MOSAIC Is Here: The FAA’s Long-Awaited Leap Into Modern Aviation

TL;DR: The FAA just issued MOSAIC—Modernization of Special Airworthiness Certification—a long-overdue overhaul of how we build, fly, and think about light aircraft. It expands Light Sport Aircraft limits, opens new doors for Experimental Amateur-Built (E-AB) builders, and gives pilots more flexibility. It doesn’t fix everything, but it’s the most significant regulatory change in decades. In this series, I’ll walk through what it means for builders, the broader GA market, and folks like me who want to keep flying well into their 70s.


The World Has Changed—The Rules Just Didn’t Know It Yet

General Aviation (GA) has been quietly modernizing for two decades.

We’ve got carbon fiber airframes, digital flight decks, engines with electronic ignition, autopilots that rival commercial jets—and entire aircraft that can be built in garages and flown across the country. But until now, the FAA’s rules were stuck in a bygone era. The 2004 Light Sport Aircraft rule was a step forward at the time—but in today’s world, its weight and performance limits feel like they were designed for lawnmowers with wings.

Enter: MOSAIC. The FAA’s long-promised regulatory reboot that finally acknowledges the reality of modern light aviation.


So What Is MOSAIC?

MOSAIC stands for Modernization of Special Airworthiness Certification, and it’s more than just a tweak to existing rules. It’s a full-scale rewrite of how the FAA defines Light Sport Aircraft (LSA), how it regulates Experimental Amateur-Built (E-AB) planes, and how it approaches pilot privileges—particularly for Sport Pilots.

The final rule, issued in July 2025, includes:

  • Performance-based aircraft definitions instead of arbitrary weight limits
  • Expanded capabilities for LSAs, including:
    • Four seats (still limited to carrying one passenger for Sport Pilots)
    • Retractable gear and constant-speed props
    • Higher stall speeds (up to 59 knots clean)
    • Night and IFR flying (for properly equipped planes)
  • Greater clarity and new allowances for E-AB use and instruction
  • Improved pathways for innovation and commercial utilization (in limited cases)

It’s dense. It’s overdue. And it’s exactly what GA needed.


Why It Matters

MOSAIC doesn’t just tinker at the edges—it reframes the future of GA in a way that feels long overdue:

  • Builders will have more freedom to design and fly aircraft that match today’s expectations, not yesterday’s limits.
  • Sport Pilots gain access to faster, safer, and more capable planes—without needing a private pilot certificate.
  • Manufacturers will have a viable alternative to the often painful and expensive Part 23 certification path.
  • The entire ecosystem—insurance, instruction, flight schools, maintenance—starts shifting toward a more modern foundation.

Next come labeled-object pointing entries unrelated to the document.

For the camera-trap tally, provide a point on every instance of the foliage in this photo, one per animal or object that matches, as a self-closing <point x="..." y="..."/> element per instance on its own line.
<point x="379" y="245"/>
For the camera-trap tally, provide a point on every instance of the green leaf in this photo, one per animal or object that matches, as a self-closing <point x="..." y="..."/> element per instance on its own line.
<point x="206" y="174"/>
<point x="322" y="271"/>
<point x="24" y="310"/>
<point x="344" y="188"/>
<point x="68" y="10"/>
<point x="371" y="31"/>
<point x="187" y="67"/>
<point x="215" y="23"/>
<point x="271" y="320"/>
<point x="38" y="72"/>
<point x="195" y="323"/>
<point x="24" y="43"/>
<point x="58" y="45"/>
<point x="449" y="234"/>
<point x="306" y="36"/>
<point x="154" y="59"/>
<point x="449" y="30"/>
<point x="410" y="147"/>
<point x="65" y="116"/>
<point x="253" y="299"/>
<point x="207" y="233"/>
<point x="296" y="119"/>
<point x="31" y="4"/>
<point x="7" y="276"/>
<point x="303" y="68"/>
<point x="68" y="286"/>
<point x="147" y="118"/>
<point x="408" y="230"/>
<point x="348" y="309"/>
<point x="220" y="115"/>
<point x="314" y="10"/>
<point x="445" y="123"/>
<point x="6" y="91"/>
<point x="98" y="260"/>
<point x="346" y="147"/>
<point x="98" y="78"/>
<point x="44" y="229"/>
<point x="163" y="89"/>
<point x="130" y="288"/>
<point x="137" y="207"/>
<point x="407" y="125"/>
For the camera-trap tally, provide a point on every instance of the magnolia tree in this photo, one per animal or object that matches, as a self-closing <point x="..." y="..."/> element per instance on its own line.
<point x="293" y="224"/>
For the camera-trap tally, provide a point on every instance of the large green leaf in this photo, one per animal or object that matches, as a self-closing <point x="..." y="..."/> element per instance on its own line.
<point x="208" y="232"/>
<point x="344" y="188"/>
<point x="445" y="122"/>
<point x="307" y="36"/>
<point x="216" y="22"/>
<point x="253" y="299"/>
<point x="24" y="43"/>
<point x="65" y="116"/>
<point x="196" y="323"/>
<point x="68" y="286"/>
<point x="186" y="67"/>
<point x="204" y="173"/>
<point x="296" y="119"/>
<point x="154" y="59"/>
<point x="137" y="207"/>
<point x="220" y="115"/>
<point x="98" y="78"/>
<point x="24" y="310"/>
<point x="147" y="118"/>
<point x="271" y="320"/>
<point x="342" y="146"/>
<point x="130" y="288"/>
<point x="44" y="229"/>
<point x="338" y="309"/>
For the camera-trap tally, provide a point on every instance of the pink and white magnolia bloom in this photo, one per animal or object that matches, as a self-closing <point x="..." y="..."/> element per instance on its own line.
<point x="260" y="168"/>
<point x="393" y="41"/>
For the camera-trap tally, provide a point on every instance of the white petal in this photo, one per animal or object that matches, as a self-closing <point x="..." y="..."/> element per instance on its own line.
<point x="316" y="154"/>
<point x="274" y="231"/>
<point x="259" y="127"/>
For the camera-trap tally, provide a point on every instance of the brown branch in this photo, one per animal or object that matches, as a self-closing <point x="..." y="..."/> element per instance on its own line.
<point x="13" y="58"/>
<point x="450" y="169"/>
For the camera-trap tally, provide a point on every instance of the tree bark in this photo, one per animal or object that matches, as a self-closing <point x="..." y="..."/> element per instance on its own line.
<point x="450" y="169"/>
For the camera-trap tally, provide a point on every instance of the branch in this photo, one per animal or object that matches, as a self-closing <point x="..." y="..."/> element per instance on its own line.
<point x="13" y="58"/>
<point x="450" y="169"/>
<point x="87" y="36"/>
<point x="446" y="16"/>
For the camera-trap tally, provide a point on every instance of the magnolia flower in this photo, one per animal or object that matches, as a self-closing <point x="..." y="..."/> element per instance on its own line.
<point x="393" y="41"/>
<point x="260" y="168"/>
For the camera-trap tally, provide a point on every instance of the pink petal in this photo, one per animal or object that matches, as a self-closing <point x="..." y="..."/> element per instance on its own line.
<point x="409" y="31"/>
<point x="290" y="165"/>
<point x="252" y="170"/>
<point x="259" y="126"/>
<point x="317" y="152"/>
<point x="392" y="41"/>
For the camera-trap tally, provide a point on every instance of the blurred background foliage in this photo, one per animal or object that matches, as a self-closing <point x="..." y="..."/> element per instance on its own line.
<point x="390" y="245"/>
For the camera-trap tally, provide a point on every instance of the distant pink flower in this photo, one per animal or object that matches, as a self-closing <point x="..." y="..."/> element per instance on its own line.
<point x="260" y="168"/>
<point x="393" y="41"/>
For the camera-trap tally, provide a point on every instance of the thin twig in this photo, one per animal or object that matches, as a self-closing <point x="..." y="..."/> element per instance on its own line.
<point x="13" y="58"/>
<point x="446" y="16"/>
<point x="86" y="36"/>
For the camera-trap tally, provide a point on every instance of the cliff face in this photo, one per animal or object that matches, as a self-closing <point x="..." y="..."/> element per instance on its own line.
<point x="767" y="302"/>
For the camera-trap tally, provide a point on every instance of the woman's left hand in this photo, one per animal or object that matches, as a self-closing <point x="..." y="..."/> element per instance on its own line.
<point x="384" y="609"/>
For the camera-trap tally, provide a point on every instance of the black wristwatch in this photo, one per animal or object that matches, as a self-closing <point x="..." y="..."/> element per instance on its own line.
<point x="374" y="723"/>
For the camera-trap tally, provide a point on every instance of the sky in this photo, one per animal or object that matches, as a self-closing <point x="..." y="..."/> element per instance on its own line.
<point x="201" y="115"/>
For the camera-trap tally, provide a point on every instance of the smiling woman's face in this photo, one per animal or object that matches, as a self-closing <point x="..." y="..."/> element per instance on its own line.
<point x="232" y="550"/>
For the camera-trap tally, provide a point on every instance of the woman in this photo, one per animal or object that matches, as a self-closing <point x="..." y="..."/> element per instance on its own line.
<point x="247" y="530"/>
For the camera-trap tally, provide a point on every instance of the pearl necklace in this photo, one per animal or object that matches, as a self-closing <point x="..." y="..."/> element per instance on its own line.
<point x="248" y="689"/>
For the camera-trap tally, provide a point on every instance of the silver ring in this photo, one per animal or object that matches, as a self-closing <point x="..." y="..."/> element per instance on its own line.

A New Breed of Airplanes Is Standing By

Several aircraft have been quietly waiting in the wings for this moment—designed with MOSAIC in mind, but held back by outdated regulations.

Just to name a few:

  • The Sling High Wing and Sling TSi – Designed for IFR, cross-country performance, and comfort—yet still under the LSA weight ceiling.
  • The RV-15 – A rugged, bush-capable taildragger from Van’s Aircraft with STOL performance and utility in mind.
  • The Bristel RG– An example of four-seat, retractable gear, crosscountry experimental aircraft potentially MOSAIC-certifiable under LSA rules.
  • The Risen SV 916 – The Ferrari of the light GA aircrafts could potentially be certified in US.
  • And a growing number of composite LSAs with full glass cockpits, autopilot, and constant-speed props.

MOSAIC doesn’t just expand definitions—it expands the opportunity space for aircraft that are ready today to be certified as LSAs.


But Hold On—It’s Not a Free-for-All

This isn’t a “build whatever you want and go fly it at night with six friends and a margarita machine” rule.

There are still boundaries:

  • Sport Pilots remain limited to one passenger
  • You still need appropriate endorsements for things like night flight
  • Experimental aircraft still have operating limitations
  • Commercial use is expanded, but narrowly (e.g., some training allowances)

In other words, it’s not chaos. It’s calibrated flexibility.


Coming Up in This Series

This is the kickoff to a 4-part series breaking down what MOSAIC means for real pilots and builders like us:


Final Thoughts

MOSAIC is not perfect. It won’t fix every problem in GA. But it’s a meaningful, forward-looking change—and in aviation, that’s rare.

For once, the FAA is playing catch-up. And this time, they didn’t miss the runway.